That’s been the promise from the beginning, that securing the 777X means thousands of jobs for the state.
An independent analysis released by the governor’s office projected that keeping production in Washington would produce $21 billion in tax revenue for the state over 16 years.
“This is a generational opportunity,” Senate Ways and Means Chairman Andy Hill, R-Redmond, said on the Senate floor Saturday. “This is about our aerospace economy.”
Not everyone saw it that way.
Democratic Sen. Bob Hasegawa, of Renton, voted against the tax breaks.
“I have a philosophical issue with putting this economic development strategy on the backs of the Machinists,” he said. “We’re asking them to sacrifice the future of the next generation of Boeing workers. That is not a sustainable economic development strategy for the state.”
Hasegawa was far in the minority on this one. Senate Bill 5952 passed the Senate 44-2, — Sen. Adam Kline, D-Seattle, also voted no — and in the House it passed 75-11.
Inslee called the three-day special session, which ended Saturday, to fulfill the state’s side of the bargain to keep the 777X.
The tax-incentives measure extends commercial-airplane tax breaks — due to expire in 2024 — until 2040 and expands a sales-and-use tax exemption for construction of buildings used to manufacture airplanes, among other things.
Lawmakers included provisions in the bill that take away the preferential tax rates for Boeing if it moves production of the 777X out of state.
That’s a lesson learned from 2003 when the Legislature approved big tax breaks for Boeing and other aerospace companies with the expectation that all 787 Dreamliners would be built in the state.
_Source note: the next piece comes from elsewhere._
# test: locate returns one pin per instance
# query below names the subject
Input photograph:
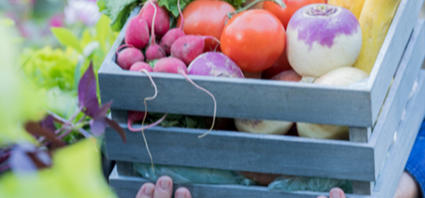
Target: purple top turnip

But the legislation had enough maneuvering room for Boeing to put a second 787 Dreamliner assembly line in South Carolina in 2009.
The aerospace-training legislation, House Bill 2088, passed both chambers by equally large margins.
The training bill, among other things, would spend $8 million to increase high-demand aerospace enrollments by the equivalent of 1,000 additional full-time students for the 2014-15 academic year.
“It is the intent of the Legislature that this funding be ongoing or until there is no longer a demonstrated need,” according to a bill report.
It also includes $2 million for grants to local governments to advance permitting for large aerospace manufacturing sites.
Inslee is expected to sign both bills into law as early as Monday.
One item on Boeing’s Olympia shopping list remains — passing a multibillion-dollar tax package to pay for transportation improvements around the state, including the highways Boeing uses to move its people and products.
Lawmakers said talks were progressing, but had no immediate timeline for reaching an agreement.
When it comes to the union, Inslee’s spokesman, David Postman, said the governor has been in contact with Machinists leaders every day.
Although the governor isn’t advising union members how to vote, he is saying “what’s being done here (in Olympia) supports a long-term contract if that’s where they go. And those Machinists, like every Washingtonian, should feel confident that this work is really going to be done here and we’re not going to have a second line go to South Carolina or a wing go to Japan.”